Curtis Zy-Keith Means of Alabama, USA, was born in July 2020, precisely one month following the preceding world's most preterm infant, and would continue on to establish history. Michelle 'Chelly' Butler's pregnancy appeared to be developing normally and on schedule to reach full term at first. However, on July 4, 2020, she was brought to the hospital for immediate surgery.

She was soon moved from her native hospital to the
University of Alabama
at Birmingham (UAB), that is recognized for possessing one of the country's best neonatology and paediatric facilities.
Curtis was born at a developmental age of 21 weeks 1 day (148 days) at approximately 1 p.m. on July 5 owing to the rapid responsiveness of the experienced medical staff at the Regional Neonatal Intensive Care Unit (RNICU), according to his mother's desires.
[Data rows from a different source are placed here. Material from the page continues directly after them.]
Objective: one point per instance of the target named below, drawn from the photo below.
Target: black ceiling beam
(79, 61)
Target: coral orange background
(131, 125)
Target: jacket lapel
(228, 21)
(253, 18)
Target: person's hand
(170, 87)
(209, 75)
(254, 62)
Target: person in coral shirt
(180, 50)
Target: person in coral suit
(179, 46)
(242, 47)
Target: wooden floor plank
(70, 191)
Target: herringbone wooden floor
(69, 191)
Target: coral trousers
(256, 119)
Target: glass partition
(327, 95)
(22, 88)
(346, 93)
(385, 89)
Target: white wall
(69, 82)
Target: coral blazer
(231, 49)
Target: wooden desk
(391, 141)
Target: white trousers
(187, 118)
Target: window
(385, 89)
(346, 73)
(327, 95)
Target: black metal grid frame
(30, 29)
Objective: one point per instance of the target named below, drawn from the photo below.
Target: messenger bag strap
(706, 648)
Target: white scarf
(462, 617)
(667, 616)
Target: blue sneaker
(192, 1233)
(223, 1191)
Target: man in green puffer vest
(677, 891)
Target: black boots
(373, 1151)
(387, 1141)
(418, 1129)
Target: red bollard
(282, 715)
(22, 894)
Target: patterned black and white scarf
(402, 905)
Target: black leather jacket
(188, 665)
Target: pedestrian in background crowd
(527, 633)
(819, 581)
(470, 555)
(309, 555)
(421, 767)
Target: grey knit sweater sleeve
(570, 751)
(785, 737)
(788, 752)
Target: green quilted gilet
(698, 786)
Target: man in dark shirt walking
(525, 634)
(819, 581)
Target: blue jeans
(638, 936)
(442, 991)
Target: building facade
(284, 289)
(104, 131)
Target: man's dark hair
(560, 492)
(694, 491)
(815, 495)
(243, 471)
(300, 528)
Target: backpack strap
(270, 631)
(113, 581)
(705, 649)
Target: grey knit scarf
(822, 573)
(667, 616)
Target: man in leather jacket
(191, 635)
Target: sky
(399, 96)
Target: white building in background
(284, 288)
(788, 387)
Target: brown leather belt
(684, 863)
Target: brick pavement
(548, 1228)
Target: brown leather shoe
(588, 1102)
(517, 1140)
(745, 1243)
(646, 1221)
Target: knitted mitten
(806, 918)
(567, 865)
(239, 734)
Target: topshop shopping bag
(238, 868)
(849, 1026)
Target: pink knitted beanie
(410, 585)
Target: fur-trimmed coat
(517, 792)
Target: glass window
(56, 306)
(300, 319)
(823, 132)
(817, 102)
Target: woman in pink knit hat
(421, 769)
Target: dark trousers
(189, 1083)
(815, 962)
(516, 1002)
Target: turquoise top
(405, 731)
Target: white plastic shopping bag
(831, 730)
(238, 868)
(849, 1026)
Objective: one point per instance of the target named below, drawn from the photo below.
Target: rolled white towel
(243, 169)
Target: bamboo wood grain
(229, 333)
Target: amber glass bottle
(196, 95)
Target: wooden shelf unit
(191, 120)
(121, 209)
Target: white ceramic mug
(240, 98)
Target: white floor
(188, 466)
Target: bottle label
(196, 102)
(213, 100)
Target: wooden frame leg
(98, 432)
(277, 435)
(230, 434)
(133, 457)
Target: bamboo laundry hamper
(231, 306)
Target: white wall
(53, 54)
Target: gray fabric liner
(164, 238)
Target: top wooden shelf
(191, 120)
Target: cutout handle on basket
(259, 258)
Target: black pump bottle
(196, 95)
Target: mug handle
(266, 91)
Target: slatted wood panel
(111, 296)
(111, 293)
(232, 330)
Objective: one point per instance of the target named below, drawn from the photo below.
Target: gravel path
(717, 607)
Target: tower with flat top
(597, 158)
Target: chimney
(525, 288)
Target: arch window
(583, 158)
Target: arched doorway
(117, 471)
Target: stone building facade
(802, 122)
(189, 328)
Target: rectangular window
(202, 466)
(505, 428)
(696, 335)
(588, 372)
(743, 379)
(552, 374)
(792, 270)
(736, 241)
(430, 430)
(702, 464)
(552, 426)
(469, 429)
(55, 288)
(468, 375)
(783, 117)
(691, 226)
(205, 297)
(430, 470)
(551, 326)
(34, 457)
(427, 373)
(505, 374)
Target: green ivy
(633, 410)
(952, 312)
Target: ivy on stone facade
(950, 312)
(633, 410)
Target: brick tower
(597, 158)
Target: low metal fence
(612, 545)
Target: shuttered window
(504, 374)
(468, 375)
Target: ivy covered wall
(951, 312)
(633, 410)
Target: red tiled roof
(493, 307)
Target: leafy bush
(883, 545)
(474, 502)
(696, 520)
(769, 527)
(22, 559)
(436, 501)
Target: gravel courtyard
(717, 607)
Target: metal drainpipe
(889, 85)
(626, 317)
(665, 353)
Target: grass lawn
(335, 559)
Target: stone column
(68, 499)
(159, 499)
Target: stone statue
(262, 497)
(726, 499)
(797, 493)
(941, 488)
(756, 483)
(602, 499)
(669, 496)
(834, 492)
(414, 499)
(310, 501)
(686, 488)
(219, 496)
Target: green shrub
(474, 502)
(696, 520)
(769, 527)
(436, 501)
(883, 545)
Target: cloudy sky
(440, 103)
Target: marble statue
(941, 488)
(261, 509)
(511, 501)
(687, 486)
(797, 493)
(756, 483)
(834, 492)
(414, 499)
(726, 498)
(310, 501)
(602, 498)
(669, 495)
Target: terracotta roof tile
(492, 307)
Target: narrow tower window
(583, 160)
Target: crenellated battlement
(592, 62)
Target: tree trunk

Curtis was born weighing barely 420 g (14.8 oz), approximately the amount as a soccer ball.
Curtis reacted quite well to treatment, much to everyone's surprise, and became stronger and greater as the days and weeks passed. However, there were other obstacles along the road, and he needed 24-hour care for several months.
Curtis was one of twins, so his wonderful narrative of joy and overcoming adversity is tinged with sadness. The odds of a long-term future for the significant number of preterm kids born thus early are nil. Curtis' rehabilitation is all the more remarkable because of this.
Curtis was declared fit to return home on April 6, 2021, after 275 days almost nine months of care from a large staff at the RNICU and the larger Women and Infants Clinic. Meanwhile, his release from the hospital was solely feasible because to a customised pharmaceutical regimen and specialised equipment like bottled oxygen and a nutrition tube, but it was a significant step forward in his incredible journey.